On Al Sharpton, Wesley Clark, Peter Jennings, and all the rest.
8:30 AM, Jan 23, 2004 • By DAVID TELL
ONE MORE THING ABOUT AL SHARPTON and these debates, if I may be permitted abruptly and wholly to contradict myself, tonally at least. So long as we're going to pretend that Al Sharpton is just another presidential candidate, worthy of the same attention, and a fit object for the same questions, that we give, say, John Kerry, doesn't logic--and simple decency--require that we not simultaneously undermine the fiction by deliberately humiliating the man? What do you suppose Peter Jennings was thinking when he requested that Sharpton explain his "views on monetary policy" and describe the sorts of people--"name someone in particular, if you have someone in mind"--a Sharpton administration would nominate to the Federal Reserve Board? I'll tell you what he was thinking: Sharpton can't answer this question, nyuck, nyuck, nyuck; let's watch him squirm. Sure enough, Sharpton couldn't answer the question, and squirmed a bit. And sure enough, once he was done squirming, Jennings--with the supercilious and largely unearned condescension for which he's famous--right away announced Sharpton's F grade to the entire class: "Forgive me, Reverend Sharpton, but the question was actually about the Federal Reserve Board." Nanny, nanny, boo boo. What a clod.
In a related vein, I was struck by Jennings' novel twist on the old "what's the price of milk" gambit, the one where the weisenheimer journalist, knowing the question will draw a blank, asks some would-be president about a basic, quotidian activity like grocery shopping--the point being to make the politician look Out of Touch with the Lives and Concerns of Ordinary Americans. This stuff is inevitably unfair. For instance: I myself am an ordinary American, at least insofar as I regularly purchase milk at the supermarket, but the truth is, I don't have any idea how much it costs, either. I've got to buy it 'cause the kids drink it, so it goes in the cart, and then I pay the total bill, and then I throw away the receipt.

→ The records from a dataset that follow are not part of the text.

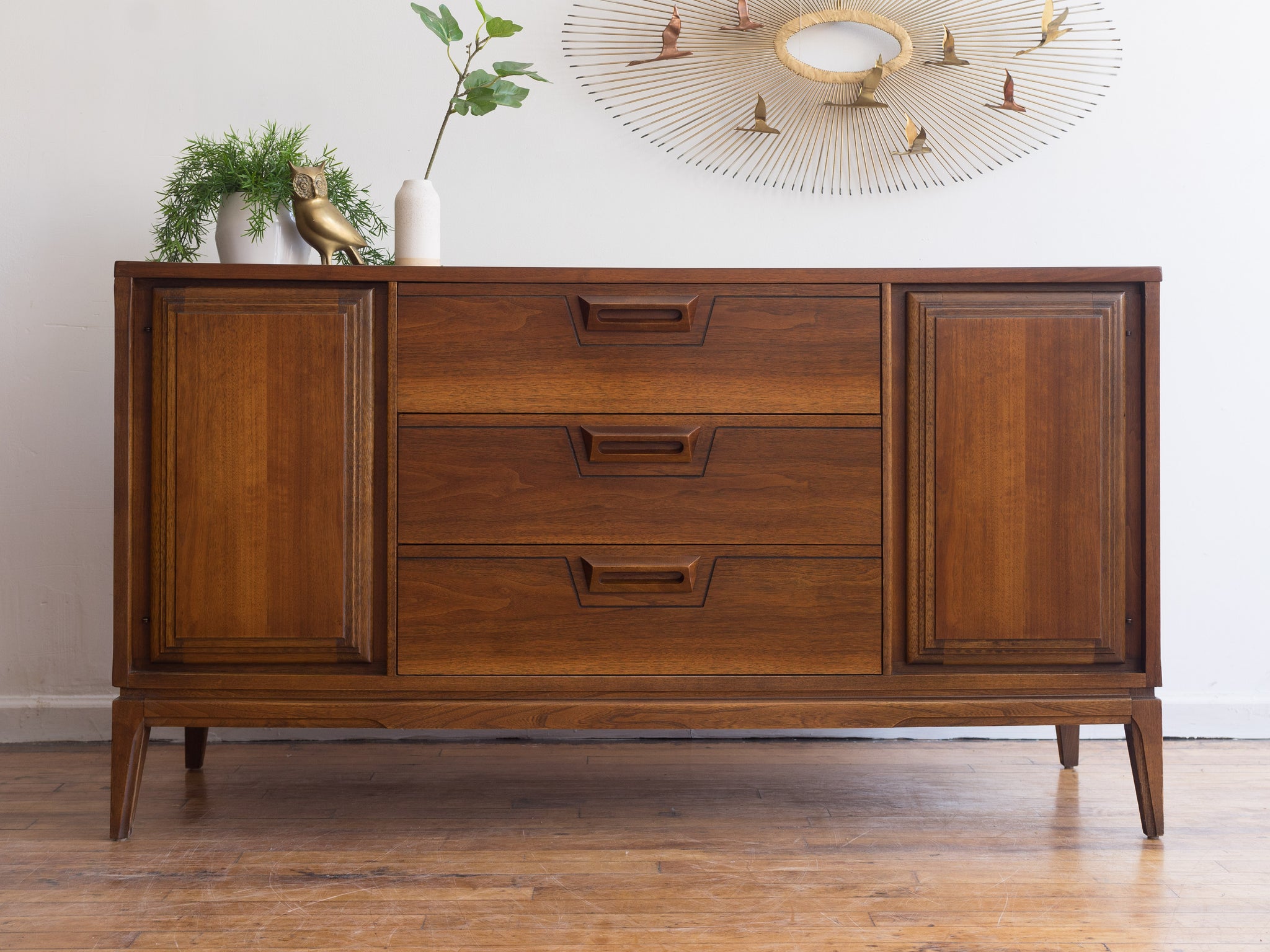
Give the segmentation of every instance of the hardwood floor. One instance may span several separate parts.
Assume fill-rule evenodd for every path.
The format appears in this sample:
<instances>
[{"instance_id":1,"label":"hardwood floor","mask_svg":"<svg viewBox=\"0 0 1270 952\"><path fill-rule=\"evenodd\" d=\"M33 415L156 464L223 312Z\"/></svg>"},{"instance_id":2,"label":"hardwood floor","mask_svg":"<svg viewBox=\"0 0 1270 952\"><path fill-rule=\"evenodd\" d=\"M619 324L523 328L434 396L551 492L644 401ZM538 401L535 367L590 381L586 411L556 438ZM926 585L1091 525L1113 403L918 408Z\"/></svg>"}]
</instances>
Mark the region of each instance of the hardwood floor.
<instances>
[{"instance_id":1,"label":"hardwood floor","mask_svg":"<svg viewBox=\"0 0 1270 952\"><path fill-rule=\"evenodd\" d=\"M334 749L333 749L334 748ZM0 948L1266 949L1270 743L0 746Z\"/></svg>"}]
</instances>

Anyhow, Peter Jennings, who makes 300 squillion dolllars a year, probably has a whole team of ABC assistant producers who do his grocery shopping for him, so the milk question is off the table. But he can still ask John Edwards the highbrow version--the point being to make Edwards seem Out of Touch with the Lives and Concerns of Ordinary People Who Aren't Americans, people who live thousands of miles away on other continents who happen to worship Allah. Senator Edwards, Jennings asked, "could you take a minute to tell us what you know about the practice of Islam that would reassure Muslims throughout the world who will be listening to you that President Edwards understands their religion . . . ?" Edwards floundered around on this question for an agonizing half minute or so before just barely making an escape from total embarrassment. But damage was done in the process: "I would never claim to be an expert" on Islam, Edwards acknowledged midway through his ramble--which is the kind of concession a part-of-one-term senator who's asking to be made president can't afford to be making very often. And the damage was done unfairly, I think. How much do any of us typically know about religions not our own? I mean really know, to the point where we'd feel qualified to offer summary characterizations of those doctrines on national television? Not me: The risk of giving offense would be too great.

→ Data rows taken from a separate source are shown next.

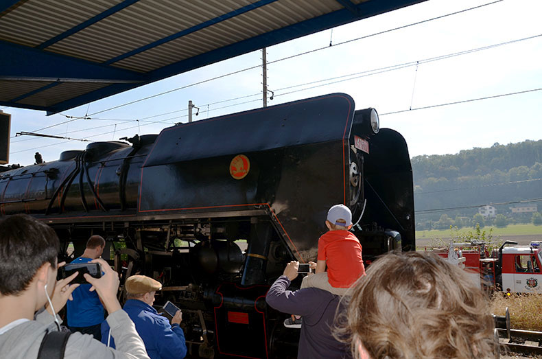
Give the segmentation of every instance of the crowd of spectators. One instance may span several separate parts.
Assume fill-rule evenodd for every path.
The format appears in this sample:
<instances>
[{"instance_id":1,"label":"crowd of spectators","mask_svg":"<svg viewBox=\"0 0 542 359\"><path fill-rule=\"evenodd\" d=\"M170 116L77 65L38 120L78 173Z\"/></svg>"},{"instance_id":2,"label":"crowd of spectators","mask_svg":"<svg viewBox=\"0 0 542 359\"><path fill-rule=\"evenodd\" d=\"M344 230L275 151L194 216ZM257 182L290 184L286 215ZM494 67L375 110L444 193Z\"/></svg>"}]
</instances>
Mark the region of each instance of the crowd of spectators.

Here's one for Peter Jennings: Could you take a minute to tell us what you know about the practice of Islam that would reassure Muslims throughout the world, whose religion you yourself have just announced faces a possible looming "confrontation" with "the West"? What's your favorite Sura in the Koran, Peter? Come on, don't be shy.
I SUPPOSE THE WES CLARK MOMENT PEOPLE WILL MAKE MOST OF was the one where he was offered repeated opportunities to dissociate himself from his celebrity endorser Michael Moore's suggestion that President Bush was once a military "deserter." Okay, it was a pretty amazing scene, especially that business where Clark suggested--who knows?--it might actually be true: "I've seen this charge bandied about a lot. . . . he's not the only person who's said that." Memo to Gen. Clark: Politicians of the presidential variety aren't supposed to publicly speculate about slanderous gossip they've heard. Just isn't done.
Neither, though, are they supposed to reveal themselves as clueless about elemental national political controversies. Kinda makes people nervous. I'm referring here to Gen. Clark's pathetic exchange with Jennings about abortion. Was I the only one, or did anybody else out there notice that Clark, who seemed unprepared to do more than summarize the Supreme Court's holdings in Roe v. Wade and Planned Parenthood v. Casey, couldn't do even that without repeatedly drifting his eyeballs down to a cheatsheet he'd obviously brought with him to the podium? Even Al Sharpton could have done better than that.